As the state became mired in problems acquiring land—from title issues to landowner resistance—to build through areas with smaller parcels and more property owners like the small border towns south of Laredo or around Roma in western Starr County, the Facilities Commission has pivoted to an alternate strategy: courting the big ranchers with vast land holdings along the border.
The first success on that front came in early 2023 when the state struck a $1.5 million deal to acquire rights to 5 miles of land along the border in the western corner of Webb County from Faith Ranch, which is owned by Stuart Stedman, a political appointee and major donor to Abbott. Fisher Sand & Gravel won the contract to build that segment at a cost of about $120 million, averaging about $25 million per mile. The remote location of the proposed wall required building miles of access roads to the construction site, which Fisher estimated to cost about $4.5 million, according to contract documents obtained by the Observer. The project also required building bridges across the rough terrain, at a cost of nearly $15 million. Fisher will make a profit of $14.3 million on the Faith Ranch project, according to its contract bid.
Since the Faith Ranch deal, the state has continued to seek out big ranchers who’d be open to the state building through their land. By mid-summer, TFC was on the verge of closing deals for three more large land tracts in neighboring Maverick County totaling nearly 25 miles, according to an internal agency presentation from July.
Since then, the Facilities Commission has spent $9.2 million on seven individual transactions buying up land, according to data from the Texas Comptroller. The largest payment was in September, just over $4 million to an LLC called Maverick Land Holdings. The month before, the state signed a land easement with that entity to build a wall through nearly 300 acres of property, according to records recently filed with the Maverick County Clerk’s Office. Records show the owner is Robert Duncan, a Houston-based real estate executive who owns large ranches in Maverick County. The easement agreement stipulates that the state must build the wall “as near as practicable to the northern border of the Rio Grande River.”
Duncan did not respond to the Observer’s emails requesting comment.
It’s not clear who else the state is paying big bucks for border wall land, including a payment of $3.3 million made in September. That’s because TFC began listing most recipients of land payments as “confidential” in its expenditure data for the comptroller, blocking a key source of transparency on the state’s otherwise secretive land acquisition process.
In July and August, the state signed two more big land deals in Maverick County, records show, acquiring two easements to build almost 4 miles of wall on property owned by Dan A. Hughes Jr., a San Antonio oilman and former chairman of the Texas Parks and Wildlife Commission.
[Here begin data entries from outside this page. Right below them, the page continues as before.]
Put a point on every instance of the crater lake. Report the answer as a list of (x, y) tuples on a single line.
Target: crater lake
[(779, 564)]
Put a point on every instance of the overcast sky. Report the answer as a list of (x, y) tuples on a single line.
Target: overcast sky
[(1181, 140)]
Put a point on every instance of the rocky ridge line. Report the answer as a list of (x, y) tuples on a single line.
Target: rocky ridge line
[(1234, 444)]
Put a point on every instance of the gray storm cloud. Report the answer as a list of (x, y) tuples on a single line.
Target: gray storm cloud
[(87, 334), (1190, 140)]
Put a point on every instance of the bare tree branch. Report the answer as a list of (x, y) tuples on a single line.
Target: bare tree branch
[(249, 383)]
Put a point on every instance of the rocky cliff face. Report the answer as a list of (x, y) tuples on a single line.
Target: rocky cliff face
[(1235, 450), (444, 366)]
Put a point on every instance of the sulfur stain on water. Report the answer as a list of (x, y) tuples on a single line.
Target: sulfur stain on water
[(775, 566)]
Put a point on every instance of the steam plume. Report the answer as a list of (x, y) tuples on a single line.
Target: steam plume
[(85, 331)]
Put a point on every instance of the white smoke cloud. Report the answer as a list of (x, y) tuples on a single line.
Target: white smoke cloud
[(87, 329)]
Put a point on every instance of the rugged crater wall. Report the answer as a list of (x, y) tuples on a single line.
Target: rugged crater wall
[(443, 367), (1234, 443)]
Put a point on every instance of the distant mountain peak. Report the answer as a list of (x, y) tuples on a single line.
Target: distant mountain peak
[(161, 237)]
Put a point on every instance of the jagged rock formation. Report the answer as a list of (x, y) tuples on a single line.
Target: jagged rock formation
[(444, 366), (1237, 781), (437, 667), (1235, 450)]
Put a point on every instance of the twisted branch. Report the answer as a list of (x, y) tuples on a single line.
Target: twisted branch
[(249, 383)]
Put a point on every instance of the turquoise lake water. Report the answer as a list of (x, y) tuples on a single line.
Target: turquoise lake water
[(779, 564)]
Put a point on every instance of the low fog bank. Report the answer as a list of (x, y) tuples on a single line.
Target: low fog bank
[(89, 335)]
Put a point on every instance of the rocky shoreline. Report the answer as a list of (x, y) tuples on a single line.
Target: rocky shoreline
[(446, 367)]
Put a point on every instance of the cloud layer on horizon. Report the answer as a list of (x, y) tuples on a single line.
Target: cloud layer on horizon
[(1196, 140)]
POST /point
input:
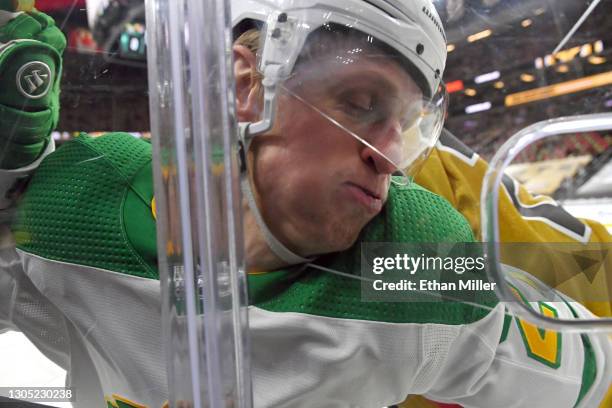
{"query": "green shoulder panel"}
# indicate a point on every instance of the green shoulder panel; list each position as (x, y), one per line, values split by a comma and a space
(412, 214)
(88, 204)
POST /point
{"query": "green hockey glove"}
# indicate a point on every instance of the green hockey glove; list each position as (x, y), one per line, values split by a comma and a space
(30, 69)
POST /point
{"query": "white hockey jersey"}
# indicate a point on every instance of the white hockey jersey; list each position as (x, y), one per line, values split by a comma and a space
(82, 285)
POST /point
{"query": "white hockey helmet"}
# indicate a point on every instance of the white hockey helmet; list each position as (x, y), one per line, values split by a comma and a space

It’s not clear how much the state paid for the land rights. Hughes confirmed in a brief interview that he signed agreements with the state and was not sure when construction would begin.
Of course, more wall-ready land begets more demands for money. GOP state Representative Jacey Jetton, who filed the new $1.5 billion border wall bill, told the Houston Chronicle that the state’s increased success acquiring land is “really what fueled the request from the governor’s office” for more barrier funding.
In the Operation Lone Star production, Abbott’s border wall is finally taking center stage—and there it will stay. As the TFC aptly puts it, the wall is “the only permanent, enduring element” of the governor’s border security strategy.